Fraunhofer IPK

Institut für Produktionsanlagen und Konstruktionstechnik

Produktionsmitarbeiter steuern die Fertigung mit

Eine dynamisch anpassbare Belegungssteuerung, wie sie in iWePro entsteht, bringt eine massive Veränderung in die Werkhalle: Sie verlagert Prozessverantwortlichkeit und wandelt damit das Tätigkeitsprofil bestimmter Gruppen von Mitarbeitern. Aktuell besteht die Aufgabe von Shop Floor-Angestellten meist in der abweichungsfreien Abarbeitung eines von der Fertigungsleitung vorgegebenen Produktionsplans. Künftig sollen sie die Abläufe entscheidend mitbestimmen. Das erfordert zusätzliche Qualifikationen – oder intuitiv bedienbare Tools, die die erweiterten Aufgaben unterstützen.

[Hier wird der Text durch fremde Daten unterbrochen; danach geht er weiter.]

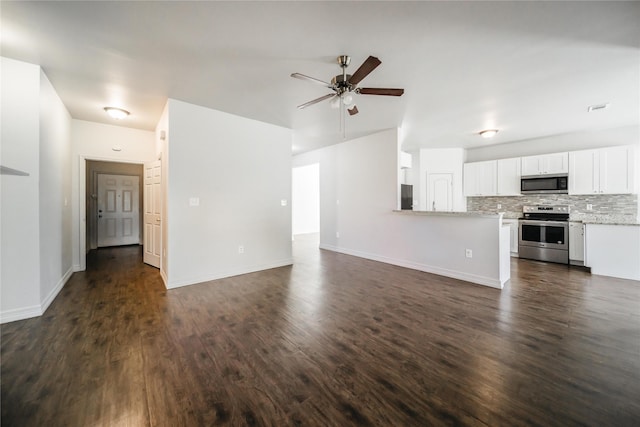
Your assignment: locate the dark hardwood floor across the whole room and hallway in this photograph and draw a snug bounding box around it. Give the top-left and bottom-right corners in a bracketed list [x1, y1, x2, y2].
[1, 239, 640, 427]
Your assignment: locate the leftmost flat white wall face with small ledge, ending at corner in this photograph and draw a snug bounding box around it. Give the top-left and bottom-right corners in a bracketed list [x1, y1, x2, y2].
[0, 58, 41, 322]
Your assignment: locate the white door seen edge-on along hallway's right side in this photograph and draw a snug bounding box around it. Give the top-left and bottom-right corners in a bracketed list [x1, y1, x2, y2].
[143, 160, 162, 268]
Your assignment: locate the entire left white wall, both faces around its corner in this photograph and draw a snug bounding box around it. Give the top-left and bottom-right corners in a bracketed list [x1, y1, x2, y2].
[0, 58, 72, 323]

Das Konzept von iWePro sieht vor, dass in einer dezentral gesteuerten Werkstattfertigung mehrere Mitarbeiter im Team die Verantwortung für eine Gruppe von Maschinen tragen – etwa für eine gewisse Anzahl Dreh- oder Fräsmaschinen – sowie für Prozessschritte, die mit diesen Maschinen assoziiert sind. Über entsprechende Auszüge aus dem Maschinenbelegungsplan, die ihnen individuell zugeschnitten direkt am Arbeitsplatz bereitgestellt werden, sind sie jederzeit informiert, welche ihrer Maschinen wann für welche Bearbeitungsschritte eines Auftrags eingeplant sind. Doch sie können den Plan nicht nur lesen, sie können ihn aktiv beeinflussen. Treten Verzögerungen, Maschinenstillstände oder andere Ereignisse ein, die die Einhaltung des Plans behindern, planen sie die Belegung der Maschinen in ihrem Arbeitsbereich selbst um. 

Damit die Rekonfiguration möglichst wenig Reibung verursacht, werden sie dabei von einem agentenbasierten Assistenzsystem unterstützt. Es berücksichtigt Aspekte wie den antizipierten Fertigstellungstermin eines Auftrags, die Verfügbarkeit von Mitarbeitern, den Zustand der Maschinen und anstehende Wartungsbedarfe sowie Kosten. Auf dieser Basis macht es Anpassungsvorschläge, an denen sich die Produktionsmitarbeiter bei der Umplanung orientieren können. Außerdem sorgt das System dafür, dass von der Umplanung beeinflusste nachfolgende Bearbeitungsschritte oder parallele Aufträge angepasst und alle betroffenen Mitarbeiter sowie die Leitungsebene über die Änderungen informiert werden.

Ein weiteres Plus für dezentralisierte Prozessverantwortlichkeit sind intelligente Werkzeugmaschinen. Sie bilden ein wichtiges Bindeglied zwischen Dispositionsaufgaben und physischen Prozessen. Mit Sensoren ausgestattet, können sie ihren eigenen Zustand analysieren, Wartungsbedarfe antizipieren oder Kapazitäten melden. Virtuelle Werkzeugmaschinen (VWM) machen es zudem möglich, vor einem neuen Bearbeitungslauf alle Bearbeitungsschritte und Werkzeugwechsel im Ablauf zu simulieren – im Exponat zeigt eine VWM von DMG-Mori einen solchen Vorgang. Dies unterstützt Produktionsmitarbeiter in der Wahrnehmung von Verantwortung als Fertigungsmanager.